VLM Spatial Reasoning

SUPR uses JavaScript for certain functions. We cannot guarantee that you will be able to use the system with JavaScript disabled.

Dnr:

NAISS 2026/4-147

Type:

NAISS Small

Principal Investigator:

Zhixing Li

Affiliation:

Chalmers tekniska högskola

Start Date:

2026-02-02

End Date:

2027-02-01

Primary Classification:

10207: Computer graphics and computer vision (System engineering aspects at 20208)

Webpage:

Allocation

Alvis at C3SE: 1000 GPU-h/month
Mimer at C3SE: 1000 GiB

Abstract

Recent advancements in Multimodal Large Language Models (MLLMs) have demonstrated impressive capabilities in semantic understanding and short-term video descriptions. However, these models exhibit a critical deficiency in true "Visual-Spatial Intelligence." Research indicates that while models can identify objects, they struggle significantly with allocentric spatial reasoning, such as converting egocentric image or video into a holistic understanding of spatial layouts, distances, and relative positions. This limitation severely hampers the deployment of VLM agents in embodied AI and complex navigation tasks where precise spatial awareness is non-negotiable. To address these fundamental limitations, this project proposes a dual-thrust approach focusing on algorithmic innovation and rigorous evaluation. On the algorithmic front, we aim to develop a novel spatial reasoning framework designed to enhance the model's sensitivity to geometric structures. We will introduce a specialized spatial modeling module, potentially integrating advanced spatial position embeddings or a geometry-aware attention mechanism which explicitly encodes 3D spatial relationships alongside semantic features. This architectural enhancement aims to force the model to internalize the topology of an environment, enabling it to track object locations and spatial changes dynamically without relying solely on massive token memory. Complementing this algorithmic development, we will design and release a comprehensive benchmark suite specifically tailored to evaluate spatial reasoning capabilities.
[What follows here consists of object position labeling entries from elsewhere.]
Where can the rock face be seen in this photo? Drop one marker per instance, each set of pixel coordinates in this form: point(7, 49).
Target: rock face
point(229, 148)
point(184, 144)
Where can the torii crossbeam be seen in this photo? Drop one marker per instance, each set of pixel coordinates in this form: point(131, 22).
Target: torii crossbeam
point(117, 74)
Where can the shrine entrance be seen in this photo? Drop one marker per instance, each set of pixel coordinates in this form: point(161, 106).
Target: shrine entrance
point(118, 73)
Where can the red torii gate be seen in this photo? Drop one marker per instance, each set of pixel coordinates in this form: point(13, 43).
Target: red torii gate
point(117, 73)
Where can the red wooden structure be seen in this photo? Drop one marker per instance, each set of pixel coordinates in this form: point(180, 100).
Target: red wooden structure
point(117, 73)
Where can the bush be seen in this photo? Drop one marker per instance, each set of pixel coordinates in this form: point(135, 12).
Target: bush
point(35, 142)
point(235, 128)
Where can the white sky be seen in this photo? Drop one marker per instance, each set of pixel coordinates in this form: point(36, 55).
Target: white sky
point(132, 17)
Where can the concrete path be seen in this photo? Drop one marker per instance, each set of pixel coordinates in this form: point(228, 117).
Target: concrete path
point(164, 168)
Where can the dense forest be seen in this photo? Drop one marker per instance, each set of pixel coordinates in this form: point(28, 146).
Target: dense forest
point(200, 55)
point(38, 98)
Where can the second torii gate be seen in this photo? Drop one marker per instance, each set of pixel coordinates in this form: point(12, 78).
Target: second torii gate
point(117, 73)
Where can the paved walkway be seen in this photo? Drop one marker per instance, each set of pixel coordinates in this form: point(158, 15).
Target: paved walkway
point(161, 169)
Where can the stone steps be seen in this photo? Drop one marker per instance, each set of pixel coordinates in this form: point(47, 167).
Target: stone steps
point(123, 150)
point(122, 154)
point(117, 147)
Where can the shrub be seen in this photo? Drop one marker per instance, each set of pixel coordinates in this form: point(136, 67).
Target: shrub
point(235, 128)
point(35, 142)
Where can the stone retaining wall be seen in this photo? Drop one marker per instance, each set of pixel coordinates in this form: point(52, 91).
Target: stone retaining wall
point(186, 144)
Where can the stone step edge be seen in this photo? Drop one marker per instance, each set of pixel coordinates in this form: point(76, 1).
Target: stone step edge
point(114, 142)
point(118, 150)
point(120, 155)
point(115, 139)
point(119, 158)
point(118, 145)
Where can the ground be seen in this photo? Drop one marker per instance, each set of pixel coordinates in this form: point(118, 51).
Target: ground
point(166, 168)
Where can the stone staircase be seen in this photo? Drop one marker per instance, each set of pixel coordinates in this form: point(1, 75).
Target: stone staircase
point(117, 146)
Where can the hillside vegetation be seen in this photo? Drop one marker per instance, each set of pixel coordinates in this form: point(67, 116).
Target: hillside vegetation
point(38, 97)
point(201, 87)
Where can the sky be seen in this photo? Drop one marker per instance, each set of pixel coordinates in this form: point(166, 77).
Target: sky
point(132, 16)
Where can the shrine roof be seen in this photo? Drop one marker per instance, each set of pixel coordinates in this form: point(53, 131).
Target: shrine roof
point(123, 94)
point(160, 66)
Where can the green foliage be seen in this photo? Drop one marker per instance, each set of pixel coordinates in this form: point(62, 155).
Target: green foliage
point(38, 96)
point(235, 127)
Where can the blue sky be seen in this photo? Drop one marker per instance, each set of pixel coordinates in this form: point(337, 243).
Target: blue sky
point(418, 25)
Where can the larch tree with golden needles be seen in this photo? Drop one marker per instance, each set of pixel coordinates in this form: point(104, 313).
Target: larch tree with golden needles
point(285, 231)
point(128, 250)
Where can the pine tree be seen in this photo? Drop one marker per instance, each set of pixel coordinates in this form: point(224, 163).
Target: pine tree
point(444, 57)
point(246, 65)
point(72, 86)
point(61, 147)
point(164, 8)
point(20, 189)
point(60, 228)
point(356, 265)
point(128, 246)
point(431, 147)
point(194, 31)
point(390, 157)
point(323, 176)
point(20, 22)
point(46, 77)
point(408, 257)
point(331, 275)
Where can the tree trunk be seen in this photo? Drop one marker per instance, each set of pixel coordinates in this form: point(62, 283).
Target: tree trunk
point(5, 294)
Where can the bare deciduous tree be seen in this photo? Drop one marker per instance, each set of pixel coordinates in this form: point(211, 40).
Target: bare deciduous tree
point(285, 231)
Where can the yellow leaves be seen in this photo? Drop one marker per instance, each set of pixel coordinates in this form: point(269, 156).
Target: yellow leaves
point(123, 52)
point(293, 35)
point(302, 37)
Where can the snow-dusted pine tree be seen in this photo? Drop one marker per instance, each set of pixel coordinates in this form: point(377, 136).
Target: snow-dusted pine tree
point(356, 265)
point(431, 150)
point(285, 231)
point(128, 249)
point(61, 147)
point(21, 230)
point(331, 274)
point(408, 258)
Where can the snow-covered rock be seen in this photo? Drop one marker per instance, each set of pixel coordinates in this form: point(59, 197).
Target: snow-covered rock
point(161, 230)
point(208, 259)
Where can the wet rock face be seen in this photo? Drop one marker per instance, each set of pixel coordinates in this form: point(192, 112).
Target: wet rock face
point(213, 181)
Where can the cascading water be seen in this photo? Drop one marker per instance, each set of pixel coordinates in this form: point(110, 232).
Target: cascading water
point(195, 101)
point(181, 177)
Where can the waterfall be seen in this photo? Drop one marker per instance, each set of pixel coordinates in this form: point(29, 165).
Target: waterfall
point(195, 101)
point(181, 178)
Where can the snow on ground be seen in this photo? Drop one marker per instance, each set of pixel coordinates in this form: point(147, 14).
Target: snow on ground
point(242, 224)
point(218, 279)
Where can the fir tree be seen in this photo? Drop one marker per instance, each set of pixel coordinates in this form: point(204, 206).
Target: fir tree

Existing benchmarks often suffer from narrow scope, but our proposed benchmark will introduce complex tasks that require the model to perform rigorous spatial deductions, such as relative distance estimation and relation logic. By penalizing simple retrieval strategies and rewarding genuine spatial inference, this benchmark will provide a standardized metric for the community, guiding the transition of VLMs from passive observers to spatially intelligent agents.